# Autotrail Tracker Eks



## PincherM (Jul 28, 2011)

I purchased anm AutoTrail Tracker EKS last December. There is a LED light under the toilet door which is on permanently. Have searched for a switch to turn it off without success. Contacted Dealer Service Manager who was unable to assist. Anybody have any ideas?

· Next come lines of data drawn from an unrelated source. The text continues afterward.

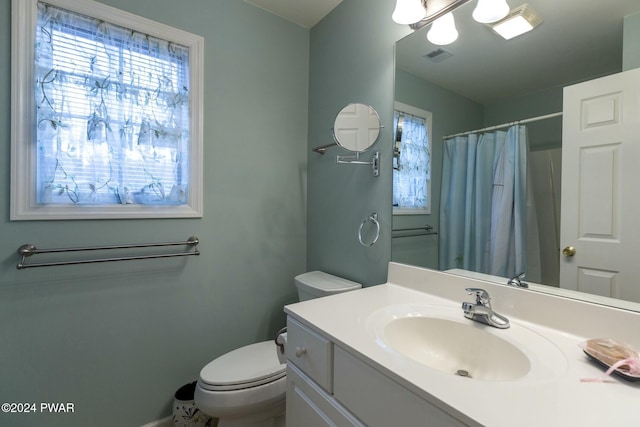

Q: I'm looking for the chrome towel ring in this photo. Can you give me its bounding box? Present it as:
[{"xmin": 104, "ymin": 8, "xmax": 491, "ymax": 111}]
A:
[{"xmin": 358, "ymin": 212, "xmax": 380, "ymax": 248}]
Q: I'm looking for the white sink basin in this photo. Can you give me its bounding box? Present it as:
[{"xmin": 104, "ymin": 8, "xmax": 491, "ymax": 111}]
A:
[{"xmin": 368, "ymin": 305, "xmax": 566, "ymax": 381}]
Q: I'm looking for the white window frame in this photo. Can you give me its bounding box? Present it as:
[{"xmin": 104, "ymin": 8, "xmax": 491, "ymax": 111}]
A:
[
  {"xmin": 10, "ymin": 0, "xmax": 204, "ymax": 220},
  {"xmin": 393, "ymin": 101, "xmax": 433, "ymax": 215}
]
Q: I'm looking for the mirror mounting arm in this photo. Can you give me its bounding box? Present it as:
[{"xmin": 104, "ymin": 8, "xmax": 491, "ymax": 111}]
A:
[{"xmin": 336, "ymin": 151, "xmax": 380, "ymax": 176}]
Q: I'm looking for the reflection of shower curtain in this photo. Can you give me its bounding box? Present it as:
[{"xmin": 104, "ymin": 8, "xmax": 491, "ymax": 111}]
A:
[{"xmin": 440, "ymin": 125, "xmax": 527, "ymax": 277}]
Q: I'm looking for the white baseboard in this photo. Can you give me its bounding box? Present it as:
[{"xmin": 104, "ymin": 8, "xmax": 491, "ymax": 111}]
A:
[{"xmin": 140, "ymin": 416, "xmax": 173, "ymax": 427}]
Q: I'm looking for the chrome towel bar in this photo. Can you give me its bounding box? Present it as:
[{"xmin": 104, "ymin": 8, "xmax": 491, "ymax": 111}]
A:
[
  {"xmin": 391, "ymin": 224, "xmax": 438, "ymax": 239},
  {"xmin": 16, "ymin": 236, "xmax": 200, "ymax": 270}
]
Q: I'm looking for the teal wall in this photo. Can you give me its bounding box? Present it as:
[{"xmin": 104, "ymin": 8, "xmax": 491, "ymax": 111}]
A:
[
  {"xmin": 307, "ymin": 0, "xmax": 410, "ymax": 286},
  {"xmin": 0, "ymin": 0, "xmax": 308, "ymax": 427},
  {"xmin": 622, "ymin": 12, "xmax": 640, "ymax": 71}
]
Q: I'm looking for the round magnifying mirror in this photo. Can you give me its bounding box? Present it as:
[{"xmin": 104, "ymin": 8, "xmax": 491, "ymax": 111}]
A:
[{"xmin": 333, "ymin": 103, "xmax": 380, "ymax": 153}]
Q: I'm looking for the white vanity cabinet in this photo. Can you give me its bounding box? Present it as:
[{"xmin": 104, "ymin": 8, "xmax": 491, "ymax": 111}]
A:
[{"xmin": 287, "ymin": 316, "xmax": 466, "ymax": 427}]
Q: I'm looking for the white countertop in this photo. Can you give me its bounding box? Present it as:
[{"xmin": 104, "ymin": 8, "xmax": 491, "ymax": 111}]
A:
[{"xmin": 285, "ymin": 263, "xmax": 640, "ymax": 427}]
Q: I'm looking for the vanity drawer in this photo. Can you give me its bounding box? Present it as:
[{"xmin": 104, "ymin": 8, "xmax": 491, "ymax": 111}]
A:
[
  {"xmin": 287, "ymin": 318, "xmax": 333, "ymax": 393},
  {"xmin": 334, "ymin": 346, "xmax": 467, "ymax": 427}
]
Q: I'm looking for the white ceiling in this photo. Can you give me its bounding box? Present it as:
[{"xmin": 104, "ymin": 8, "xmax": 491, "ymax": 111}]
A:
[
  {"xmin": 245, "ymin": 0, "xmax": 342, "ymax": 28},
  {"xmin": 245, "ymin": 0, "xmax": 640, "ymax": 104}
]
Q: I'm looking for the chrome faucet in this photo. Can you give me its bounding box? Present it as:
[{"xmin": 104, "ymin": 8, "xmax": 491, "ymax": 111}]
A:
[
  {"xmin": 462, "ymin": 288, "xmax": 510, "ymax": 329},
  {"xmin": 507, "ymin": 273, "xmax": 529, "ymax": 288}
]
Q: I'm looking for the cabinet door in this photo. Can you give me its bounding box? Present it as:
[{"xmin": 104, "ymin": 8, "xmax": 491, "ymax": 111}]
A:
[{"xmin": 287, "ymin": 365, "xmax": 365, "ymax": 427}]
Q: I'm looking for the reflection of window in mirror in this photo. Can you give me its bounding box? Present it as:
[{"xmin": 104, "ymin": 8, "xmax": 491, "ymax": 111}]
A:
[{"xmin": 393, "ymin": 102, "xmax": 432, "ymax": 215}]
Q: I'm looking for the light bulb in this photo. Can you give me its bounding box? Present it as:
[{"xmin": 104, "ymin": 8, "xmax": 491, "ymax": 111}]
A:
[
  {"xmin": 391, "ymin": 0, "xmax": 427, "ymax": 25},
  {"xmin": 427, "ymin": 12, "xmax": 458, "ymax": 46},
  {"xmin": 473, "ymin": 0, "xmax": 511, "ymax": 24}
]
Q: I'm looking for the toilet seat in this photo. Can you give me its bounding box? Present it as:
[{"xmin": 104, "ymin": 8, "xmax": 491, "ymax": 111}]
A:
[{"xmin": 199, "ymin": 340, "xmax": 287, "ymax": 391}]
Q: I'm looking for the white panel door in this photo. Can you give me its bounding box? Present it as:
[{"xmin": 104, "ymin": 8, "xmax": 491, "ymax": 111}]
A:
[{"xmin": 560, "ymin": 69, "xmax": 640, "ymax": 302}]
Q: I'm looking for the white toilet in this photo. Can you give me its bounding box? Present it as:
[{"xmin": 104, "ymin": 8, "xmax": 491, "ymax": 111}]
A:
[{"xmin": 195, "ymin": 271, "xmax": 362, "ymax": 427}]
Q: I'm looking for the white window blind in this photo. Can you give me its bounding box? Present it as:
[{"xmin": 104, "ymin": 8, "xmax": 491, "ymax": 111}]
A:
[
  {"xmin": 35, "ymin": 3, "xmax": 189, "ymax": 204},
  {"xmin": 393, "ymin": 106, "xmax": 431, "ymax": 213},
  {"xmin": 11, "ymin": 0, "xmax": 204, "ymax": 220}
]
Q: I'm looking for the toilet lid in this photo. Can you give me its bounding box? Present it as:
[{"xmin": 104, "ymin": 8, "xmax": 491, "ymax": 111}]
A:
[{"xmin": 200, "ymin": 340, "xmax": 287, "ymax": 390}]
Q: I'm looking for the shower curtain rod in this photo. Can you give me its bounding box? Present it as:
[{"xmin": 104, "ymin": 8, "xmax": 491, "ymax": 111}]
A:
[{"xmin": 442, "ymin": 111, "xmax": 562, "ymax": 139}]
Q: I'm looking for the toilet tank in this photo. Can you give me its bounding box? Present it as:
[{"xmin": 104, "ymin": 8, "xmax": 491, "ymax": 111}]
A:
[{"xmin": 294, "ymin": 271, "xmax": 362, "ymax": 301}]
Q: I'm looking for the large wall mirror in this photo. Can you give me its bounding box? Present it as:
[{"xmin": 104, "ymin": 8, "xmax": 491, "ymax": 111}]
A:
[{"xmin": 392, "ymin": 0, "xmax": 640, "ymax": 311}]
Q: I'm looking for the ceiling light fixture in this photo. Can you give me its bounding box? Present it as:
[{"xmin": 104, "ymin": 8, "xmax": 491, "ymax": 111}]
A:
[
  {"xmin": 488, "ymin": 3, "xmax": 542, "ymax": 40},
  {"xmin": 427, "ymin": 12, "xmax": 458, "ymax": 46},
  {"xmin": 391, "ymin": 0, "xmax": 427, "ymax": 25},
  {"xmin": 472, "ymin": 0, "xmax": 511, "ymax": 24}
]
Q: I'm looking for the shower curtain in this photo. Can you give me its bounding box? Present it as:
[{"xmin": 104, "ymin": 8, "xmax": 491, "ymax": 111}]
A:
[{"xmin": 440, "ymin": 125, "xmax": 527, "ymax": 277}]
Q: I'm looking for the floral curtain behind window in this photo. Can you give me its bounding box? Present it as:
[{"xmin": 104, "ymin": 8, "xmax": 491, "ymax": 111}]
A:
[
  {"xmin": 393, "ymin": 111, "xmax": 431, "ymax": 208},
  {"xmin": 35, "ymin": 3, "xmax": 189, "ymax": 204}
]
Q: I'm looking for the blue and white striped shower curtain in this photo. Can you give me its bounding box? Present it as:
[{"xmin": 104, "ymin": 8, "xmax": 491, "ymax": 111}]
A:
[{"xmin": 440, "ymin": 125, "xmax": 527, "ymax": 277}]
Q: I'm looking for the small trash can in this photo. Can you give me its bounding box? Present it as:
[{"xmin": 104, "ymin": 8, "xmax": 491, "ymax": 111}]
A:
[{"xmin": 173, "ymin": 381, "xmax": 218, "ymax": 427}]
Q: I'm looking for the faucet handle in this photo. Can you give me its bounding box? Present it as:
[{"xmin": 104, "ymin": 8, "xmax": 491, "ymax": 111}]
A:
[
  {"xmin": 465, "ymin": 288, "xmax": 491, "ymax": 305},
  {"xmin": 507, "ymin": 272, "xmax": 529, "ymax": 288}
]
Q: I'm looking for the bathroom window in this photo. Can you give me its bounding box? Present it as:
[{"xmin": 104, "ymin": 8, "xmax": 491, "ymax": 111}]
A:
[
  {"xmin": 393, "ymin": 102, "xmax": 431, "ymax": 215},
  {"xmin": 11, "ymin": 0, "xmax": 203, "ymax": 219}
]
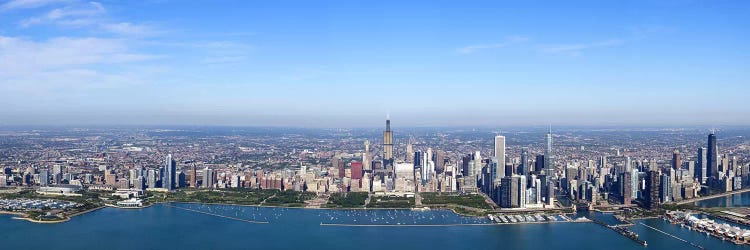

Would appreciate any response.

Vic


----------



## lagold (May 31, 2005)

*Light Switch*

Morning my switch for the leds is by the reading light on the o/s/f behind the driver tucked away it is a small rocker switch hope this helps


----------



## tonka (Apr 24, 2006)

Took me ages to find it as well.. :lol: 

STUPID place to put it BUT I think it's for people sleeping in the dinette area who can reach up and switch it on from there..

As mentioned.. Behind drivers seat, first cupboard where they keep the Sergent power unit.. Look UNDER the cabinet, little rocker switch..


----------



## PincherM (Jul 28, 2011)

Thanks for the info. Both led me straight to the switch. Considering I have been searching since last Thursday you can imagine my sense of relief when I clicked it off especially since the Service Manager could not enlighten me! Many thanks Gentlemen.

Vic


----------



## bulawayolass (Jul 27, 2010)

Seems a popular place thats where the switch is for under step light in the Autotrail Cheyenne :lol:


----------